Speaking to the Arabic-language Al-Alam News Network, Rear Admiral Tangsiri highlighted his forces’ preparedness to protect the country’s interests and said, “We have already said that as long as our oil is exported from the Strait of Hormuz and there is no obstacle to the departure and arrival of our ships, this (the closure of the strait) will not happen and it is not logical that we want to do this.”
But anybody with a bit of common sense would not agree that Iran, as the guardian of the Strait of Hormuz who have full control over it, should not be able to export its oil but “a trans-regional alien” should come and export oil from the waterway, the commander added.
“As long as we use the Strait of Hormuz and export our oil and there is no obstacle ahead of us, this strait is open…,” Rear Admiral Tangsiri went on to say.
The remark came after Secretary of Iran’s Supreme National Security Council (SNSC) Ali Shamkhani recently said, “Although the Islamic Republic of Iran’s military capabilities and extensive capacities have been proved to professional observers and there is no need to mention and repeat it, a cut in the export of oil would not be necessarily tantamount to a blockage of Strait of Hormuz.”
“There are multiple methods to make that (blockage of Hormuz Strait) happen, and we hope we would not have to use them,” the top official told the Tasnim News Agency.
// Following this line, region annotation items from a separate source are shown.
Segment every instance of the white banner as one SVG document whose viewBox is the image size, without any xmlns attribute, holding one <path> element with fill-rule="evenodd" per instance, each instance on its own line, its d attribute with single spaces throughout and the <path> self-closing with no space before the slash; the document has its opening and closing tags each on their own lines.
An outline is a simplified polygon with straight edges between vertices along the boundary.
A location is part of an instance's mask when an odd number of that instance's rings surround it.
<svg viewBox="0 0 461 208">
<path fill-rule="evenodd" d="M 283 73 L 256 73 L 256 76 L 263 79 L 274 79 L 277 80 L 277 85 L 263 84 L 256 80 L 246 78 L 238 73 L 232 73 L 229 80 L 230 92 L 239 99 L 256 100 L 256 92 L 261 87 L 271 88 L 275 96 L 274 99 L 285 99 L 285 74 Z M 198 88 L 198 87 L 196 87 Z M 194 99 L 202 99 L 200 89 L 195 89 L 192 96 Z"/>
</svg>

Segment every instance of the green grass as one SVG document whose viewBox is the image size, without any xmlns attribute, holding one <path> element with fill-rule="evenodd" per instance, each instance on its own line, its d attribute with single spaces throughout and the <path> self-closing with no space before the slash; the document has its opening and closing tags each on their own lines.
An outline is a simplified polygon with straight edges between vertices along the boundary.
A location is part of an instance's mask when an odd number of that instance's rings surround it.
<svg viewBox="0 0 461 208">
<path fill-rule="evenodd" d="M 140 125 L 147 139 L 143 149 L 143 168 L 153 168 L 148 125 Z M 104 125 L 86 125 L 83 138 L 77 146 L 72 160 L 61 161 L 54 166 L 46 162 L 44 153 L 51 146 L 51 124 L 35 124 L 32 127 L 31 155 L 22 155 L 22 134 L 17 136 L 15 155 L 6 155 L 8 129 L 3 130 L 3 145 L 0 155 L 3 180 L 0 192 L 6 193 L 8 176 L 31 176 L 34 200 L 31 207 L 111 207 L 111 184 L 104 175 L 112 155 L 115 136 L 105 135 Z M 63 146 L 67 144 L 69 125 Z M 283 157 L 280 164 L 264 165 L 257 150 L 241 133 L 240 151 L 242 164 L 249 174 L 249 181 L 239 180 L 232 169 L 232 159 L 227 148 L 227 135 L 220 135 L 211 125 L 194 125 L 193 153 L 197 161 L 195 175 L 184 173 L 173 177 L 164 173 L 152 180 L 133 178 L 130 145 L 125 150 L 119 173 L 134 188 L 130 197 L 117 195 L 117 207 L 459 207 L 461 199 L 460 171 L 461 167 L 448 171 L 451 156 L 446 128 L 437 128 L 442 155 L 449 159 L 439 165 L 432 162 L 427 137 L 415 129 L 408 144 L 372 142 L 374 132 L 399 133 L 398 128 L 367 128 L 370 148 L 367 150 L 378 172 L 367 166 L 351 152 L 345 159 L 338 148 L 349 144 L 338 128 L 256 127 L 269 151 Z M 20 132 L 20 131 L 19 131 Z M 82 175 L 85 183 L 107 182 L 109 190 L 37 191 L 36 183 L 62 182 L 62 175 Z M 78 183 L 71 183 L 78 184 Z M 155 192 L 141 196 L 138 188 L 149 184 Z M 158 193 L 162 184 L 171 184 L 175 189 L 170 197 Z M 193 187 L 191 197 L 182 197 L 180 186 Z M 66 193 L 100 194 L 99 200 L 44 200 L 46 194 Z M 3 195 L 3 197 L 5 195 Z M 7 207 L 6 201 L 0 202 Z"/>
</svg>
In comments in January, Iranian President Hassan Rouhani said there are several approaches available for Iran to sell its oil despite the US sanctions.
“We proudly get around the US sanctions,” the president had noted.
The US government imposed a new round of sanctions on Iran in November 2018.
In May last year, the US president pulled his country out of the Joint Comprehensive Plan of Action (JCPOA), the nuclear deal that was achieved in Vienna in 2015 after years of negotiations among Iran and the Group 5+1 (Russia, China, the US, Britain, France and Germany).
The US had announced plans to drive Iran’s oil exports down to zero, but backed off from its policy and granted waivers to at least 8 countries that import Iranian oil.